Wednesday, 19 March 2014

Loss of a Friend

   Today was a very sad day. I had to say farewell to my longtime friend Wyatt. He wasn't a person. He was my horse. My horse whom of which I owned since I was eleven, and had ridden since. Although in recent years (Two years in fact) I haven't been on his back. Why is this? Because in year one of my two-year lapse was when my depression was it's worst; I never wanted to do anything other than sit in my dark room and listen to my music while I lied in bed. My mother on the other hand continued with her lessons and became an excellent rider by the next year-- year two. In year two my world became a black hole with a grey filter over every shred of color in my eyes. The sun wasn't a sun: it was irritation, people weren't people: they were parasites, myself wasn't myself: I was dead.

   It wasn't until one day when my mom was riding, a lawn chair was blown over by wind causing my horse Wyatt too rear up and toss my mother to the ground. She broke her rib and cracked another one. When she got home before she went to the hospital, my mom turned to me in the kitchen and said,
"We are going to sell the horse."

   Not Wyatt; the horse. Not my abandon companion, but a horse. I still loved him but my mother believed I'd lost interest in him. That was not the case at all, she didn't see the sun the way I saw it, the people, myself, and now her.

   A year later with him on the market, we were contacted by a farm called Sari.
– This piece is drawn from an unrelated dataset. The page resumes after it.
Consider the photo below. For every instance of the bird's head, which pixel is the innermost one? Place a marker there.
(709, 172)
This farm helped developmentally challenged kids learn to ride horses, they call it "therapeutic riding", but to me it said "horse thiefs". Yes, I get it, he's going to be going to a good cause but honestly I couldn't give two shits.
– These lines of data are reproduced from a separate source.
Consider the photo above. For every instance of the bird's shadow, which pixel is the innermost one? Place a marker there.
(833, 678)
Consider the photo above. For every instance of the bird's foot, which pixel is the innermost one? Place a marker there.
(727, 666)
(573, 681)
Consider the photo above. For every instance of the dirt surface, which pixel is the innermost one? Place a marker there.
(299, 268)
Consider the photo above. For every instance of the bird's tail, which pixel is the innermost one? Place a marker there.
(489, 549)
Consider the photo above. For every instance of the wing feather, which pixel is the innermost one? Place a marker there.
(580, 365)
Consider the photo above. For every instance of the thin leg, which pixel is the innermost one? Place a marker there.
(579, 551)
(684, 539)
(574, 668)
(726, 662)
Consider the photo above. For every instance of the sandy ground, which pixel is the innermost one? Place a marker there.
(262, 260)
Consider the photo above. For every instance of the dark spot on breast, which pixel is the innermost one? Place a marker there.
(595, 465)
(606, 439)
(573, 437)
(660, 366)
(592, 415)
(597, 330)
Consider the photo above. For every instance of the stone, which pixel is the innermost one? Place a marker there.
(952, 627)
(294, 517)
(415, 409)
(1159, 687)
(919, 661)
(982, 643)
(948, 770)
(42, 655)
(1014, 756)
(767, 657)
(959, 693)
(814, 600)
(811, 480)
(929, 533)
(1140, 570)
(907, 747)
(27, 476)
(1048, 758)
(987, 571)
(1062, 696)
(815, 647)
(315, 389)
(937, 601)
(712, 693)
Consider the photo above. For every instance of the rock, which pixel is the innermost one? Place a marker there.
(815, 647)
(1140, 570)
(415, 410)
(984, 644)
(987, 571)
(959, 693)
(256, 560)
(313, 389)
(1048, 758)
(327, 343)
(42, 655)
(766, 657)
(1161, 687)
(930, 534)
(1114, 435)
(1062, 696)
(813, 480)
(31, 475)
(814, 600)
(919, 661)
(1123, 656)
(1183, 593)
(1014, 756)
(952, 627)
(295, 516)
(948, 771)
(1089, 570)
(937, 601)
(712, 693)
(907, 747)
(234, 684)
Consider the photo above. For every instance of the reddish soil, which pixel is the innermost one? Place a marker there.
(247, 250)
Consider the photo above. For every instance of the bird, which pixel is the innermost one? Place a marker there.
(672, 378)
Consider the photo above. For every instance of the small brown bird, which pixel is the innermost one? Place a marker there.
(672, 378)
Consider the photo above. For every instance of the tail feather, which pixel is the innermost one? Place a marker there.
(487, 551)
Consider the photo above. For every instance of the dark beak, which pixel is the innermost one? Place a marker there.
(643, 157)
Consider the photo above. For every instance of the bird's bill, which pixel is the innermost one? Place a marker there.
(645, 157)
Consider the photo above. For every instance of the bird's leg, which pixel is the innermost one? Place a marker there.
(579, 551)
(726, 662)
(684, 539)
   I saw the barn today, very big. I noticed a "Volunteers needed!" sign on one of the stall doors and figured that if I volunteered I would still be able to see him. Maybe even ride him again. My mother claims that if I carry on with another year of riding she will consider getting a new horse-- I don't want a new one I want him. Part of me wants to believe that she only sold him out of anger for throwing her off....

   Since I hadn't seen Wyatt in so long, when I did see him he didn't know who I was and it hurt me because I knew it was my fault I didn't have the balls to come out of the depression hole. There is much more I want to say but I'm tired and don't feel up to typing another few paragraphs.